Crowdfunding menurutnya selaras dengan ucapan Bung Hatta puluhan tahun lalu tentang sifat masyarakat Indonesia yang guyub, komunal, kolektif dan gemar gotong royong. Dan Kitabisa.com merupakan gotong royong 2.0, kata penggemar Bung Hatta itu.

Mendapat ide itu, dia langsung bicara dengan Rhenald. Profesor manajemen dari Universitas Indonesia itu langsung mendukung idenya, membantu dengan memberikan ruangan untuk kantor. Tahun 2013, aksi gerakan sosial penggalangan dana secara online dimulai. Antara 2013 sampai 2014, platform ini hanya digawangi Timmy dan beberapa teman, pertumbuhannya sangat lambat.

"Kami saat itu tidak banyak kampanye, kita bikin yayasan berbasis sosial juga saat itu," kata Timmy. 

Saat masa-masa awal Kitabisa.com berdiri, memang tergolong kepayahan. Orang-orang masih apatis, dan ragu kenapa harus menggalang dana di platform tersebut. Saat itu, Timmy merasakan pentingnya sebuah kredibilitas. 

Untuk menguatkan citra dan kredibilitas Kitabisa.com, dia meminta Andi F Noya, Panji Pragiwaksono dan tokoh lainnya untuk mendukung dan menyokong Kitabisa.com. Peran tokoh publik itu akhirnya bisa berhasil menaikkan kelas Kitabisa.com. Publik lambat-laun makin percaya dengan platform tersebut.  

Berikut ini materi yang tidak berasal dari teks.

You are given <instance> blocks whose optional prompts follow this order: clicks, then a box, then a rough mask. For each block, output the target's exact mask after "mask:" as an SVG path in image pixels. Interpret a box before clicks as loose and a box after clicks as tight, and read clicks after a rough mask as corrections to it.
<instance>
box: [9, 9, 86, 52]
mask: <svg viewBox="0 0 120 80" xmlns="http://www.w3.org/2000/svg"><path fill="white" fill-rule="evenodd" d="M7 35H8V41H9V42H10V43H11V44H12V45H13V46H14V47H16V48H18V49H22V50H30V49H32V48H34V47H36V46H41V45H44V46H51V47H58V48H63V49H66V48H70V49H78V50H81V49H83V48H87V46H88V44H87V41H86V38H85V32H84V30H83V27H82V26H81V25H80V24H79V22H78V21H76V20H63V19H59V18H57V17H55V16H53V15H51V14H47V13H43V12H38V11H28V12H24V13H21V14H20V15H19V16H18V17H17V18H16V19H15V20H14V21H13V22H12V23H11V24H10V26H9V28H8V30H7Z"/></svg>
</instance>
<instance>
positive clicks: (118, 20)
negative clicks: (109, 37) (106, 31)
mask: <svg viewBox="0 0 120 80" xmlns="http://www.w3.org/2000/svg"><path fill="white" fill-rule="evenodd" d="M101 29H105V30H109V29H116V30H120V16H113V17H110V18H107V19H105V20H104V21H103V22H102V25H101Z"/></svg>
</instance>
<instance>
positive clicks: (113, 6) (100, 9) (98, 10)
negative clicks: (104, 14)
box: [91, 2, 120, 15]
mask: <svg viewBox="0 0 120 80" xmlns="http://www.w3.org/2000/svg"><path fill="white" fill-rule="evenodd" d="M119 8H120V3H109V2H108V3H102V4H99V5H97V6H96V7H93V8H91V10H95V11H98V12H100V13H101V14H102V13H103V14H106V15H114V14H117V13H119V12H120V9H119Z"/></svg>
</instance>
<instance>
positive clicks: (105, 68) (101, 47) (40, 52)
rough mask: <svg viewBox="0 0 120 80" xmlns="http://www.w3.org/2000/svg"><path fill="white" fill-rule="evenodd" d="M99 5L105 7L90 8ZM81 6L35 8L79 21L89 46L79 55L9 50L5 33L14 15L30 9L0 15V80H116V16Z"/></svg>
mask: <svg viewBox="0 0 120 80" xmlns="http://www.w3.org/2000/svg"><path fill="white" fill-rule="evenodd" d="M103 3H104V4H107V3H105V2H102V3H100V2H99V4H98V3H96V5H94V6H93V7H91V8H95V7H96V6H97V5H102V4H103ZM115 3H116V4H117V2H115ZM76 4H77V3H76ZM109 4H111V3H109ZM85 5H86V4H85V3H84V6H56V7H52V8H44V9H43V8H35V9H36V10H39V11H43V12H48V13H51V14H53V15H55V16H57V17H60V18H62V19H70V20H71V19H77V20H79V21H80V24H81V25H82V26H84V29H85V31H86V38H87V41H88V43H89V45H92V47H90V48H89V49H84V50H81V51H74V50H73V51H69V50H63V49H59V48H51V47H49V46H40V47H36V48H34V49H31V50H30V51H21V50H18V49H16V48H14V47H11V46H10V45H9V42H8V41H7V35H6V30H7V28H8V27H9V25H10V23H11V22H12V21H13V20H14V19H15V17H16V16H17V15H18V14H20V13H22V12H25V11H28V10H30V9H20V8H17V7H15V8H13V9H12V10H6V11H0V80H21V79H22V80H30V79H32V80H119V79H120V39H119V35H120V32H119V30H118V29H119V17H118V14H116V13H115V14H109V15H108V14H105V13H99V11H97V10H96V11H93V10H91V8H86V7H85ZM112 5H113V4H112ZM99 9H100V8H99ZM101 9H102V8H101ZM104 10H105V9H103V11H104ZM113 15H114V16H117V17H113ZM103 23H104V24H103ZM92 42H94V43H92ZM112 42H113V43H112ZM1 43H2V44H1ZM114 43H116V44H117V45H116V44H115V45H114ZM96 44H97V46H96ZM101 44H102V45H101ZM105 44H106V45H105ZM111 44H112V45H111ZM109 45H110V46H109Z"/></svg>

Timmy mengungkapkan, saat ini setiap hari, Kitabisa.com mendapat 20 proposal penggalangan dana untuk berbagai hal mulai dari pembangunan masjid, gereja, bantuan individu dan lainnya. Meski saat ini sudah lebih dari 2.500 kampanye yang terdanai, Timmy merendah. Saat ini Kitabisa.com menerima rata-rata 20 proposal per hari. Dia mengimpikan bisa 1.000 proposal per hari. 

Namun Timmy menyatakan, ukuran suksesnya bukan kuantitas namun kualitas. Sejauh mana Kitabisa.com bisa membantu orang lain.

"Sukses itu kalau orang mendapatkan manfaat dari apa yang kita kerjakan. Jadi kalau makin banyak terbantu, makin banyak impact (dampak)," ujarnya.

Setia pada Misi

Muhammad Alfatih Timur (kitabisa.com)

Tim operasional kitabisa.com. (VIVA.co.id/Purna Karyanto)

Timmy menegaskan jalan yang ia lalui bersama 14 anak muda lainnya adalah gerakan sosial yang dikemas dengan ‘sentuhan’ ala bisnis. Tim Kitabisa.com memasarkan kampanye penggalangan yang sedang berjalan dengan tujuan penggalangan dana tersebut sukses.

Operasional Kitabisa.com disokong potongan biaya dari tiap donasi. Kitabisa.com mengenakan biaya administrasi lima persen untuk penggalangan umum; 2,5 persen untuk penggalangan dana darurat medis; dan gratis biaya untuk penggalangan dana bencana alam.

Potongan lima persen dari donasi, menurut Timmy, wajar dan standar di dunia crowdfunding. Malah, fee yang dikutip crowdfunding umumnya sampai 10 persen. 

Dalam konteks Islam, kata dia, pengumpul zakat (amirul zakat) memiliki hak 12,5 persen dari total zakat yang dititipkan. Sementara Majelis Ulama Indonesia pun membolehkan pengutipan 15-20 persen untuk biaya operasional dalam penyaluran infak. Menurutnya praktik Kitabisa.com mengutip lima persen tak jauh beda dengan tradisi tersebut. 

Timmy mengatakan, Ke depan, platform ini akan tetap memilih jalannya dalam bidang sosial dan bisa berkembang lebih baik misalnya, menggalang dana secara rutin, bukan hanya berbasis proyek (project based). Timmy ingin zakat dan kurban juga bisa melalui Kitabisa.com. 

"Kan potensi (zakat) Rp200 triliun per tahun tapi terealisasi Rp2 triliun, berarti ada yang salah. Ini kan masalah," ujar Timmy. 

Kitabisa.com disiapkan menjadi penggalang dana profesional, berkelanjutan, dan terus tumbuh. Seiring dengan pertumbuhan dan makin matangnya, orang yang terlibat di Kitabisa.com bisa sepenuhnya menggawangi platform ini. 

"Entrepreneur itu soal money, kalau social entrepreneur itu (soal) setia pada misi. Misalkan social entrepreneur itu gagal bisnisnya, maka dia akan cari bisnis baru tapi tetap setia dengan misinya," ujar pria yang masuk dalam Forbes 30 under 30 Asia untuk kategori Social Entrepreneur itu.